The new investment appraisal and affordability assessment will be set out also in a new consultative document, which will be issued shortly. That will be subject to further consultation. Although work on the new investment appraisal has not been completed, it is clear that it will confirm that the proposal offers the Ministry the prospect of significant resource-cost saving over the medium to long term without reduction in security standards. I am aware that the hon. Member for Walsall, South attaches the highest importance to that.
Concern has been expressed about the cost of redundancies. We are not expecting any compulsory redundancies. The planned reduction in size is enabling a number of officers, who wish to do so, to leave the force on voluntary early retirement or voluntary early severance terms. For reasons unconnected with the MPGS proposal, 331 officers left the force in that way last year. Until now, we have had to assume that the implementation of the MPGS pilot scheme next year will require consequential MPGS losses to be covered by a further scheme.
The amendment is defective. It might prevent any pilot scheme ever being implemented, which I am sure is not the intention. It might be interpreted as not allowing regulations permitting the introduction of MLSE to be made until a report has been made on the MPGS pilot scheme. In fact, the pilot scheme cannot be introduced until the MLSE regulations have been made.s
I note the concerns that have been expressed on both sides of the Committee. I hope that the assurance that I gave in the Select Committee will be accepted by the Committee of the whole House. I note especially the points that have been made by my hon. Friend the Member for Southend, East, to whom I defer in many ways. He says, importantly, that there is no point in change for the sake of change. My hon. Friend feels that something that works well should not be changed.

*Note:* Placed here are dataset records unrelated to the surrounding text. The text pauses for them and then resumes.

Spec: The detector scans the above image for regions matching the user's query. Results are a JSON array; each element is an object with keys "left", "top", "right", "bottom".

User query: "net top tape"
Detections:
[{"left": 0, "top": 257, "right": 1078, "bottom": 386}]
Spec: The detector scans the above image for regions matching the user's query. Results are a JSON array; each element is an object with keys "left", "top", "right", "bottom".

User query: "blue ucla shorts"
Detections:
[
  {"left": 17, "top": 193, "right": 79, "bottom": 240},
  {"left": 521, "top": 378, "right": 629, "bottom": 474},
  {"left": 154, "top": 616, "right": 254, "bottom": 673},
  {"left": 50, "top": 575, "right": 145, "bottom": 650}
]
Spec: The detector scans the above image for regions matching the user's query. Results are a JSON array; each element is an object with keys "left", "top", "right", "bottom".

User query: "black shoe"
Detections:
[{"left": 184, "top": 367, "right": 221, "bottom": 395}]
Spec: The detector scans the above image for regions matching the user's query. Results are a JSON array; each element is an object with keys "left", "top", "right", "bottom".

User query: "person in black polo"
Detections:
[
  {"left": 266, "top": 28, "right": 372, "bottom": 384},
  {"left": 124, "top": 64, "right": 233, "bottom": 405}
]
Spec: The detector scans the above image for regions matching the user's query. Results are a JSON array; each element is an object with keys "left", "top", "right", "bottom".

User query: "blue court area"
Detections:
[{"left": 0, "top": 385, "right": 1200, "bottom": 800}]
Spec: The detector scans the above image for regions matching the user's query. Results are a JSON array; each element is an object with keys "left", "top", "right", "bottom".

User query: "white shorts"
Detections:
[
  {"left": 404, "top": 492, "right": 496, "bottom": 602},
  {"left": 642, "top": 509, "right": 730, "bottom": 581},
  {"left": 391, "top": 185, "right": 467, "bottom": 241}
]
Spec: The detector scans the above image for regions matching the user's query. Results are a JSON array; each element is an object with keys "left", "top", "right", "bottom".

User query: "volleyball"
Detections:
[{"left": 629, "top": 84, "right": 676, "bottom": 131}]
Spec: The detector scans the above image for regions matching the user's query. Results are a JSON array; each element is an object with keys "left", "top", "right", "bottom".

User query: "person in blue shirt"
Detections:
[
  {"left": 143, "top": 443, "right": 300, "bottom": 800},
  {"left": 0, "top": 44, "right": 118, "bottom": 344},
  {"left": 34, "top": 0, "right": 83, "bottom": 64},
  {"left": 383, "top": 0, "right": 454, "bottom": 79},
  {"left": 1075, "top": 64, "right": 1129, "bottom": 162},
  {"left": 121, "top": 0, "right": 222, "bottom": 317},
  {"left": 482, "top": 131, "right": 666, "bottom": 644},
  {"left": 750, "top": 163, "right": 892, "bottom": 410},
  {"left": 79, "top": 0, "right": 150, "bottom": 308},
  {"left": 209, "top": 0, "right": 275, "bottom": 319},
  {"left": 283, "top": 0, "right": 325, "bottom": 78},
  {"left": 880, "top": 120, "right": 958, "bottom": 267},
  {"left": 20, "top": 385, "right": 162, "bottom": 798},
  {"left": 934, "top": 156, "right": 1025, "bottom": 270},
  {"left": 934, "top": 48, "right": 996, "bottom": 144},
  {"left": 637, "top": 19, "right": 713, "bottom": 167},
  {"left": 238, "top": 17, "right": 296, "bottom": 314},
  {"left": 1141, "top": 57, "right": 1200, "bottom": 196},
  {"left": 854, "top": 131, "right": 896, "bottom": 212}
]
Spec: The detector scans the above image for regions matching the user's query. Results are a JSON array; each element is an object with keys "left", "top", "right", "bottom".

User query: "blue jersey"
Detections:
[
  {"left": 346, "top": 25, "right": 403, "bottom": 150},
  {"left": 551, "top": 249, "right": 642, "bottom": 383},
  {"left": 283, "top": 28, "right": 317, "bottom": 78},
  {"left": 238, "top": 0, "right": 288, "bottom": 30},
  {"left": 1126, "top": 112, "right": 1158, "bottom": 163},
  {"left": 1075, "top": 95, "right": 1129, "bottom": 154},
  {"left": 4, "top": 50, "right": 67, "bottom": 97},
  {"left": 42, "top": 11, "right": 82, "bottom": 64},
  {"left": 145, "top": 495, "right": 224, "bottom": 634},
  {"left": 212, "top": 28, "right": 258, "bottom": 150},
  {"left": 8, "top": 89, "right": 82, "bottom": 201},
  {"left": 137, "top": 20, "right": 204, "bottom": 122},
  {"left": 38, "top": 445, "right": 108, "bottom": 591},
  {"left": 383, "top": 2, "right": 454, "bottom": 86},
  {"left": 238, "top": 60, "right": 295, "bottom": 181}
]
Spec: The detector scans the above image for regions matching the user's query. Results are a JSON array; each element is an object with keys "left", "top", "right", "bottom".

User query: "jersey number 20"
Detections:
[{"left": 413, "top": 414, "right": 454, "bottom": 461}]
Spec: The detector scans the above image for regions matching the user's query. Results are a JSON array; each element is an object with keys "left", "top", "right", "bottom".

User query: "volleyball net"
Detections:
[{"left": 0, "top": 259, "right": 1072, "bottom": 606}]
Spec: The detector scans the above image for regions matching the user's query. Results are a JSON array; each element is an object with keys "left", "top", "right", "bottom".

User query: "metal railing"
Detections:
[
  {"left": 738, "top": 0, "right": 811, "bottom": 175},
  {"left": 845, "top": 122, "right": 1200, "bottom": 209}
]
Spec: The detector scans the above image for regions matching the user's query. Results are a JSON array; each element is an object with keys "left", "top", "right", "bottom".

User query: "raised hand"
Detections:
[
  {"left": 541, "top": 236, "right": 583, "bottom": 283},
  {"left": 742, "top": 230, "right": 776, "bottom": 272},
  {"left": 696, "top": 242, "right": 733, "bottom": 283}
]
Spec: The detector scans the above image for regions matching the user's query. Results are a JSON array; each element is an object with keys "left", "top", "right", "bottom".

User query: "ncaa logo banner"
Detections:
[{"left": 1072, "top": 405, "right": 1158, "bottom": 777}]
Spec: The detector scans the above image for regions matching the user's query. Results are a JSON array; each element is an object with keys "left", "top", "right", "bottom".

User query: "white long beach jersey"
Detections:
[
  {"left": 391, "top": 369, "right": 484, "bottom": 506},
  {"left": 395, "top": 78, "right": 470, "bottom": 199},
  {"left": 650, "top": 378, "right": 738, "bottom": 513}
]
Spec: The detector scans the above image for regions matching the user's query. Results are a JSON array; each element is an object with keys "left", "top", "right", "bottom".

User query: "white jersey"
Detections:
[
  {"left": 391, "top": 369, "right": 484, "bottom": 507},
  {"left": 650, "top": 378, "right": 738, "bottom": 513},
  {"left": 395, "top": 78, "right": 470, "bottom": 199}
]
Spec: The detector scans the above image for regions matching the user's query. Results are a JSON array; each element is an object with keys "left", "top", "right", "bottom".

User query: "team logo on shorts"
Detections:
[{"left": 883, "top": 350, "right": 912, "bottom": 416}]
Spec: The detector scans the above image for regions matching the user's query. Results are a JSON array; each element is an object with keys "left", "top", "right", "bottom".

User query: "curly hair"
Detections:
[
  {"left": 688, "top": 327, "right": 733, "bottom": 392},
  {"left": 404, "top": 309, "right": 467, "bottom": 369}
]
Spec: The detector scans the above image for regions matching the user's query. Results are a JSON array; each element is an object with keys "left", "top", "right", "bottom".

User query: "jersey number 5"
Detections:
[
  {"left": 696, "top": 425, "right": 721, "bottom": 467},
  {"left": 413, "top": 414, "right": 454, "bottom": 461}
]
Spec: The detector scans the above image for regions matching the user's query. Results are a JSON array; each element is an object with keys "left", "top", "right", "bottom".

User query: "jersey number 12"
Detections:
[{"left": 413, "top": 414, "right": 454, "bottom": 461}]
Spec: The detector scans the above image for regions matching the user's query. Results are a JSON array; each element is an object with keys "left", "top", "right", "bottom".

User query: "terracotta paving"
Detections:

I accept that the system works very well, but it is expensive. I know that my hon. Friend will agree that the Ministry of Defence, which has had to bear down throughout its budget in every department, must examine carefully where high costs, which might be reduced, are incurred.
I ask the Committee to reject the amendment.
§ Mr. George
I assure the Minister that he need bring with him to the Select Committee on Defence not a suit of 401 armour, but another suit. No one except the Minister appears to be enthusiastic about the proposal in clause 2. Most hon. Members seem to be downright opposed to it. Those who have not have been less than enthusiastic. To retain the bipartisan approach of the House of Commons and of the Select Committee on Defence, which will be meeting the Minister shortly—it will be an occasion when we can explain and probe rather more fully than is possible in the Chamber—I shall take into account the partial concessions that have been offered.
I beg to ask leave to withdraw the amendment.
§ Amendment, by leave, withdrawn.
§ Clauses 2 to 4 ordered to stand part of the Bill.